フェリスはさらに、東の大陸の政治的な動きにも絡み始めた。腐敗した支配層に密かに接触し、その腐りきった内部に忍び込み、巧みに操りながら自らの影響力を広げていった。彼は彼らに対し、自分が彼らの敵ではないことを巧みに説得し、自らの計画に協力させることに成功した。しかし、その裏でフェリスは彼らを支配し、裏切る機会を待っていた。


そして、フェリスが再び動き出したことを察知したのは、魔王ミカの諜報部隊の長であるレムスだった。彼は、フェリスの復活が持つ意味について深く考えた。フェリスの力は、東の大陸との和平を守るための切り札となり得るが、その暴走が引き起こす危険性もまた大きかった。東の大陸との和平はラウルとの約束であり、文明の発展を見守ることはクリエーターの意思でもあった。レムスは魔王ミカに急ぎ報告を行い、魔王ミカはラウルや四天王を招集してフェリスの活動についての情報を共有した。

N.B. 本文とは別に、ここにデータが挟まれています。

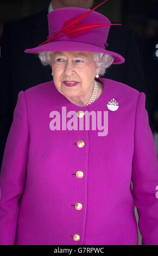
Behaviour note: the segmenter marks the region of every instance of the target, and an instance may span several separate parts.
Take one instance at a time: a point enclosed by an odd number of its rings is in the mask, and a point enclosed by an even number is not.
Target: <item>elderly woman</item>
[[[0,176],[0,243],[137,245],[135,205],[142,244],[158,245],[145,94],[99,77],[124,61],[105,49],[111,22],[79,8],[48,17],[48,40],[25,52],[51,65],[53,81],[18,95]]]

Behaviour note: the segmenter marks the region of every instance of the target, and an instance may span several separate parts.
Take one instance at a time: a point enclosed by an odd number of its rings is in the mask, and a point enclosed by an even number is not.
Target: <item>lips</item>
[[[74,82],[74,83],[71,84],[70,83],[67,83],[67,82]],[[79,82],[77,82],[77,81],[70,81],[65,80],[65,81],[63,81],[63,83],[65,86],[68,86],[68,87],[72,87],[73,86],[75,86],[77,84],[78,84]]]

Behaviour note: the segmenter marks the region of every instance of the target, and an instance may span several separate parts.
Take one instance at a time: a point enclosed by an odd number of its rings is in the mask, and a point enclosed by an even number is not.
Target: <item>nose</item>
[[[67,76],[70,76],[75,73],[74,65],[72,60],[67,60],[65,66],[65,73]]]

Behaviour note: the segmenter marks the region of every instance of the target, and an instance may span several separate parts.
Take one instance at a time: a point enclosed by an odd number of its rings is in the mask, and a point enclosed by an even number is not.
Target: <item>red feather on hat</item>
[[[90,14],[92,11],[95,10],[99,6],[103,4],[104,3],[106,2],[108,0],[103,2],[100,4],[94,7],[92,10],[87,11],[82,15],[79,16],[78,17],[73,19],[69,21],[67,21],[64,22],[63,28],[60,31],[56,32],[54,35],[51,36],[49,39],[47,40],[42,44],[39,45],[39,46],[44,45],[50,41],[52,41],[55,38],[57,38],[61,35],[66,34],[69,38],[73,38],[77,36],[78,35],[84,34],[84,33],[87,32],[93,28],[103,27],[104,26],[111,26],[111,25],[121,25],[122,24],[98,24],[98,23],[91,23],[91,24],[79,24],[78,23],[83,20],[86,16]],[[62,34],[59,34],[60,32],[64,32]]]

「フェリスが再び動き始めたぞ。奴は今、暗黒街を掌握し、影の勢力を結集しようとしておる。我らの敵となるのか、それとも同盟者となるのか、それはまだわからぬが、その力を無視するわけにはいかんのじゃ」


ラウルは真剣な表情で頷いた。「彼の存在は東の大陸にとっても、そして我々にとっても重大な意味を持ちます。彼が何を目指しているのか、そして彼がどのように我々に関わってくるのか、慎重に見極める必要がありますね」


魔王ミカは深く頷き、会議に集まった者たちに告げた。「フェリスをただの破壊者と見なすことはできぬ。奴が抱える闇は深いが、その中にはかつての栄光を取り戻したいという執念があるやもしれぬ。奴の活動を監視し、奴がどのような道を選ぶのか、我らは見届けねばならぬのじゃ」


こうして、魔王フェリスは東の大陸の暗黒街から再び活動を開始し、表舞台に姿を現しつつあった。彼の力は新たな脅威であり、同時に新たな可能性を秘めていた。ミカ、ラウル、そして四天王たちは、フェリスが選ぶ道がこの世界に何をもたらすのかを見届ける覚悟を固めた。


「もう退屈など感じている暇はないのう……」


ミカはそう呟きながら、新たな戦いに向けて歩みを進めた。